# 3) Drag and Drop (aka Inverse kinematics)

## Objectives

The main objective of the tutorial is to perform one or several tasks by
inverse kinematics, i.e. pseudo inversing a jacobian iteratively until
convergence of the task error.

## 3.0) Technical prerequisites

### Robots

We are going to use again the UR5 robot model, however this time mounted
as a mobile robot. The source code of the mobile robot is
[available here](mobilerobot_8py_source.html).
The robot has 3+6 DOF and can
move (2 translations + 1 rotation) freely on the plane. Two operation
frames have been defined: at the front of the basis, and at the tip of
the tool. They are displayed when the robot moves.

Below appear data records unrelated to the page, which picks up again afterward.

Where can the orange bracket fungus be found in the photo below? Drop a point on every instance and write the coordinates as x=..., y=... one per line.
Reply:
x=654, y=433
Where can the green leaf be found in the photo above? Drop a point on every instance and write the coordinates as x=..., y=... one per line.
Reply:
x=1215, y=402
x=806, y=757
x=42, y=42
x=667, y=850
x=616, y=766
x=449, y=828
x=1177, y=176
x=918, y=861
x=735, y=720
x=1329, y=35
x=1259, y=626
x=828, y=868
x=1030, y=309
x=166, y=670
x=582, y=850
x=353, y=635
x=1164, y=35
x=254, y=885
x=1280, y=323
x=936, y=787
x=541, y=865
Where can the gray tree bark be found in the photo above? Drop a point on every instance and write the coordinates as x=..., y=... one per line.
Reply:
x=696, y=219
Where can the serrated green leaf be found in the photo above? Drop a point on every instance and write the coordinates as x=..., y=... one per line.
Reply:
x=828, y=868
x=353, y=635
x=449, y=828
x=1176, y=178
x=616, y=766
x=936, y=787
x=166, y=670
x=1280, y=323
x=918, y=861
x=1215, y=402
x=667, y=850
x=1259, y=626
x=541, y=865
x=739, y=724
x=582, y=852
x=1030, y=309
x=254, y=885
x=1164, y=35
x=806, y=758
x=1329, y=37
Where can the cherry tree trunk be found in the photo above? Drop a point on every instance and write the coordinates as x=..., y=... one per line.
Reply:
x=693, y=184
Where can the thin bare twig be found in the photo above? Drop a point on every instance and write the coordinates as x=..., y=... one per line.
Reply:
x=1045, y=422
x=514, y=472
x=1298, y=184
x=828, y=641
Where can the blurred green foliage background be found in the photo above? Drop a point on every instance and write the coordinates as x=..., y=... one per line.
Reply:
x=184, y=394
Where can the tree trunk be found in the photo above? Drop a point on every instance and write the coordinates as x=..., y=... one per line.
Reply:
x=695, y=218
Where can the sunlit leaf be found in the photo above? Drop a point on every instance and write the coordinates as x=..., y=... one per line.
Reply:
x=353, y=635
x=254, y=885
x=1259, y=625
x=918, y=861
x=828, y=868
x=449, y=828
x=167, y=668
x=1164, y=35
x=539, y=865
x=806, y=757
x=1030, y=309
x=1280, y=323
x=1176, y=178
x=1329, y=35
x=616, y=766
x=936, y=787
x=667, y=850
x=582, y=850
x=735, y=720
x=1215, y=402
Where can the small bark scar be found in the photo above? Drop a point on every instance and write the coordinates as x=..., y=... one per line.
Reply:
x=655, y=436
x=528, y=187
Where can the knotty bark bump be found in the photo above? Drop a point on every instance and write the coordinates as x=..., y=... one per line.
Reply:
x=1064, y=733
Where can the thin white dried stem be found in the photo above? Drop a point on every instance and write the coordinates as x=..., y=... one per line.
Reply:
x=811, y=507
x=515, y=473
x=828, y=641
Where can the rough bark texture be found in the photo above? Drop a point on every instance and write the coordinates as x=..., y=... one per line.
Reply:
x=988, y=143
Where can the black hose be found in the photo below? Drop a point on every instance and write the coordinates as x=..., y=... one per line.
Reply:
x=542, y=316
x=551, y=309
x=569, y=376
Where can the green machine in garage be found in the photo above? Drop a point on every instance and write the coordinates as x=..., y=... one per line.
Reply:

Example of how to use the robot is has below.

```py
from os.path import join
import pinocchio as se3
from mobilerobot import MobileRobotWrapper
from pinocchio.utils import *

PKG = '/opt/openrobots/share'
URDF = join(PKG, 'ur5_description/urdf/ur5_gripper.urdf')

robot = MobileRobotWrapper(URDF, [PKG])
robot.initDisplay(loadModel=True)

# robot.viewer.gui.addFloor('world/floor')

NQ, NV = robot.model.nq, robot.model.nv

q = rand(NQ)
robot.display(q)

IDX_TOOL = 24
IDX_BASIS = 23

se3.framesKinematics(robot.model, robot.data)
Mtool = robot.data.oMf[IDX_TOOL]
Mbasis = robot.data.oMf[IDX_BASIS]
```

## 3.1) Position the end effector

The first task will be concerned with the end effector. First define a
goal placement.

```py
def place(name, M):
    robot.viewer.gui.applyConfiguration(name, se3ToXYZQUAT(M))
    robot.viewer.gui.refresh()

def Rquat(x, y, z, w):
    q = se3.Quaternion(x, y, z, w)
    q.normalize()
    return q.matrix()

Mgoal = se3.SE3(Rquat(.4, .02, -.5, .7), np.matrix([.2, -.4, .7]).T)
robot.viewer.gui.addXYZaxis('world/framegoal', [1., 0., 0., 1.], .015, 4)
place('world/framegoal', Mgoal)
```

The current placement of the tool at configuration `q` is available as
follows:

```py
IDX_TOOL = 24
se3.forwardKinematics(robot.model, robot.data, q)  # Compute joint placements
se3.framesKinematics(robot.model, robot.data)      # Also compute operational frame placements
Mtool = robot.data.oMf[IDX_TOOL]  # Get placement from world frame o to frame f oMf
```

The desired velocity of the tool in tool frame is given by the log:

```py
nu = se3.log(Mtool.inverse() * Mgoal).vector
```

The tool Jacobian, also in tool frame, is available as follows:

```py
J = se3.frameJacobian(robot.model, robot.data, IDX_TOOL, q)
```

Pseudoinverse operator is available in `numpy.linalg` toolbox.

```py
from numpy.linalg import pinv
```

The integration of joint velocity `vq` in configuration `q` can be done
directly (`q += vq * dt`). More generically, the se3 method integrate can be
used:

```py
q = se3.integrate(robot.model, q, vq * dt)
```

#### Question 1

Implement a for-loop that computes the jacobian and the
desired velocity in tool frame, and deduced the joint velocity using the
pseudoinverse. At each iteration, also integrate the current velocity
and display the robot configuration.

## 3.2) Position the basis on a line

A line displaying "x=0" is also displayed in Gepetto viewer. Next step
is to servo the front of the basis on this line.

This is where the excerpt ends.